After reading the official documentation for the MongoDB sharding architecture I have not found out why you need to have one or three config servers, and not another number.
MongoDB 3.0 and earlier only support a single type of config server deployment protocol which is referred to as the legacy SCCC (Sync Cluster Connection Configuration) as of MongoDB 3.2. An SCCC deployment has either 1 config server (development only) or 3 config servers (production).
MongoDB 3.2 deprecates the SCCC protocol and supports a new deployment type: Config Servers as Replica Sets (CSRS). A CSRS deployment has the same limits as a standard replica set, which can have 1 config server (development only) or up to 50 servers (production) as at MongoDB 3.2. A minimum of 3 CSRS servers is recommended for high availability in a production deployment, but additional servers may be useful for geographically distributed deployments.
With SCCC, the config servers are updated using a two-phase commit protocol which requires consensus from multiple servers for a transaction. You can use a single config server for testing/development purposes, but in production usage you should always have 3. A practical answer for why you cannot use only 2 (or more than 3) servers in MongoDB is that the MongoDB code base only supports 1 or 3 config servers for an SCCC configuration.
Three servers provide a stronger guarantee of consistency than two servers, and allows for maintenance activity (for example, backups) on one config server while still having two servers available for your mongos
to query. More than three servers would increase the time required to commit data across all servers.
The metadata for your sharded cluster needs to be identical across all config servers, and is maintained by the MongoDB sharding implementation. The metadata includes the essential details of which shards currently hold ranges of documents (aka chunks
). In a SCCC configuration, config servers are not a replica set, so if one or more config servers are offline then the config data will be read only -- otherwise there is no means for the data to propagate to the offline config servers when they are back online.
Clearly 1 config server provides no redundancy or backup. With 2 config servers, a potential failure scenario is where the servers are available but the data on the servers does not agree (for example, one of the servers had some data corruption). With 3 config servers you can improve on the previous scenario: 2/3 servers might be consistent and you could identify the odd server out.

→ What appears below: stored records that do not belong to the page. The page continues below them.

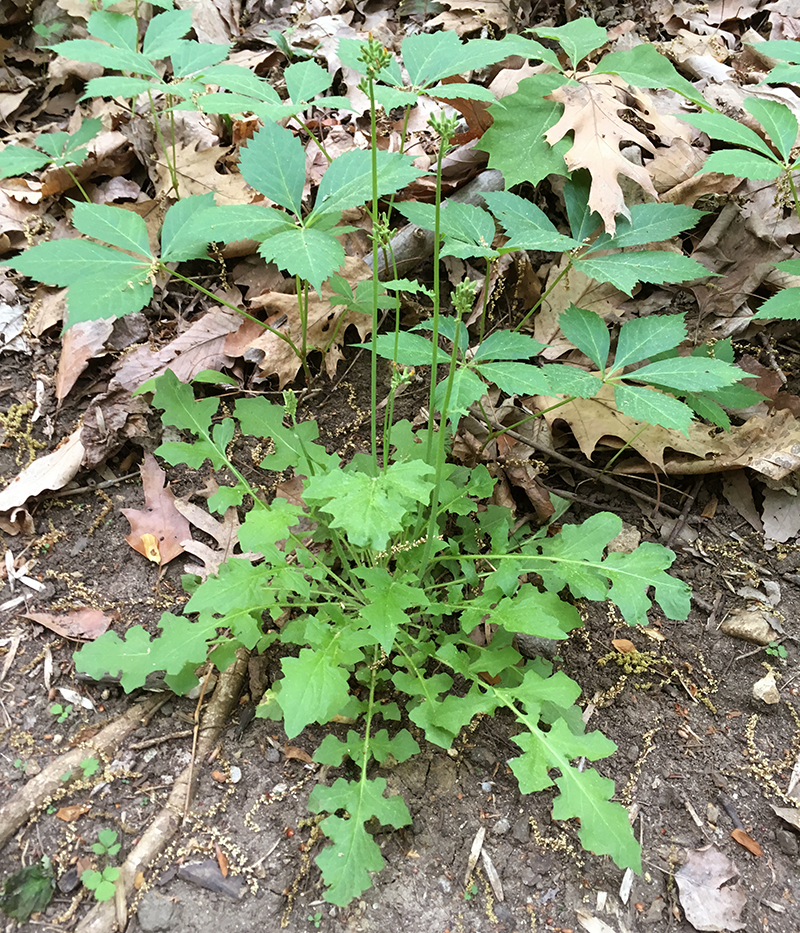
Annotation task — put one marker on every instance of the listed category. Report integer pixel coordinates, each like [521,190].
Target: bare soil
[697,754]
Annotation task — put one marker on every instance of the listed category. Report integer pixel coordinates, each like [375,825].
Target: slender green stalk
[436,308]
[558,278]
[77,184]
[173,173]
[302,305]
[320,144]
[284,337]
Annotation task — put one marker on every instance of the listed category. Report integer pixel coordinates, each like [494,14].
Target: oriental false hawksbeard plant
[376,577]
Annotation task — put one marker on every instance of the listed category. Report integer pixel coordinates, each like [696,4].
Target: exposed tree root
[16,811]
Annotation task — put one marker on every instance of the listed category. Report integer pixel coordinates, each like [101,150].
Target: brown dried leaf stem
[102,917]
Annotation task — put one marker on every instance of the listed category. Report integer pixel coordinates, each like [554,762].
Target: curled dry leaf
[158,520]
[595,111]
[709,901]
[52,471]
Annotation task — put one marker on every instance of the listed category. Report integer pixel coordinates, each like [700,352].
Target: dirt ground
[697,754]
[698,757]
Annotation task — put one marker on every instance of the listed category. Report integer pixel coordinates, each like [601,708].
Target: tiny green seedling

MongoDB 3.2 deprecates the use of three mirrored mongod
instances for config servers, and starting in 3.2 config servers are (by default) deployed as a replica set. Replica set config servers must use the WiredTiger 3.2+ storage engine (or another storage engine that supports the new readConcern read isolation semantics). CSRS also disallows some non-default replica set configuration options (e.g. arbiterOnly
, buildIndexes
, and slaveDelay
) that are unsuitable for the sharded cluster metadata use case.

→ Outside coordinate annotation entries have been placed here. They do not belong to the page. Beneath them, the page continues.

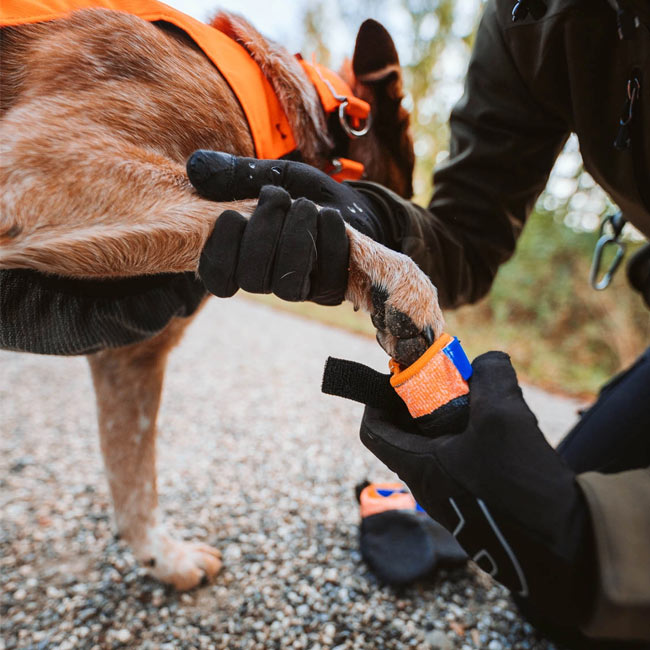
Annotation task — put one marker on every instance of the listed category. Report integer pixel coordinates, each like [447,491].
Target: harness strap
[268,123]
[266,118]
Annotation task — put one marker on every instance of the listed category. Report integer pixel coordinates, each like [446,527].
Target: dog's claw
[183,564]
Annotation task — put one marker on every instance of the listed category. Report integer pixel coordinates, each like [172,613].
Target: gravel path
[253,459]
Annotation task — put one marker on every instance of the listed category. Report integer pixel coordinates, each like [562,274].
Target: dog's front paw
[401,300]
[182,564]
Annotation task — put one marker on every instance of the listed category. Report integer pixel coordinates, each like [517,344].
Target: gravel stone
[253,459]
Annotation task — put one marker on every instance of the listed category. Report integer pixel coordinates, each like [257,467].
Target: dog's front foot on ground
[179,563]
[400,299]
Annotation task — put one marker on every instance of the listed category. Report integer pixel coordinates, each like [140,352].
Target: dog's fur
[99,112]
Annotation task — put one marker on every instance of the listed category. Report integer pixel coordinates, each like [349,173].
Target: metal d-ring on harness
[616,221]
[343,116]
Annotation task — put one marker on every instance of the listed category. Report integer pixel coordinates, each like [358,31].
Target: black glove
[508,498]
[290,249]
[223,177]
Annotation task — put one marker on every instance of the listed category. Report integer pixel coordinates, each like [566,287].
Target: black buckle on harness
[616,221]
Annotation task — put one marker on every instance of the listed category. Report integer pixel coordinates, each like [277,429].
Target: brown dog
[93,185]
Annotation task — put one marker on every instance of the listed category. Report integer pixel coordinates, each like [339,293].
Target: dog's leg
[128,384]
[397,294]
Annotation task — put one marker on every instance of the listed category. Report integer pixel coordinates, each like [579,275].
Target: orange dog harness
[268,123]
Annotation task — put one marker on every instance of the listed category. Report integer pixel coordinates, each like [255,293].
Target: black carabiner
[616,221]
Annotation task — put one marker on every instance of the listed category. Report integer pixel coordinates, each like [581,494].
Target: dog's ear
[387,151]
[376,67]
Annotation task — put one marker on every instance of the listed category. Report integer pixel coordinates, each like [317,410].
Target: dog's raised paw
[402,302]
[182,564]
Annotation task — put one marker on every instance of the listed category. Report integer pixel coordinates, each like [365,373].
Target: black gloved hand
[290,249]
[508,498]
[223,177]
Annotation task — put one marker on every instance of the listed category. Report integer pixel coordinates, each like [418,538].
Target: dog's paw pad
[183,564]
[396,331]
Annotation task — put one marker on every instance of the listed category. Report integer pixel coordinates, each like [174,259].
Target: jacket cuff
[620,513]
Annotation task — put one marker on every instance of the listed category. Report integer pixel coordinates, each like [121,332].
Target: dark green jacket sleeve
[503,146]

The CSRS deployment improves consistency and availability for config servers, since MongoDB can take advantage of the standard replica set read and write protocols for sharding config data. In addition, this allows a sharded cluster to have more than 3 config servers since a replica set can have up to 50 members (as at MongoDB 3.2).
With a CSRS deployment, write availability depends on maintaining a quorum of members that can see the current primary for a replica set. For example, a 3-node replica set would require 2 available members to maintain a primary. Additional members can be added for improved fault tolerance, subject to the same election rules as a normal replica set. A readConcern
of majority
is used by mongos
to ensure that sharded cluster metadata can only be read once it is committed to a majority of replica set members and a readPreference
of nearest
is used to route requests to the nearest config server.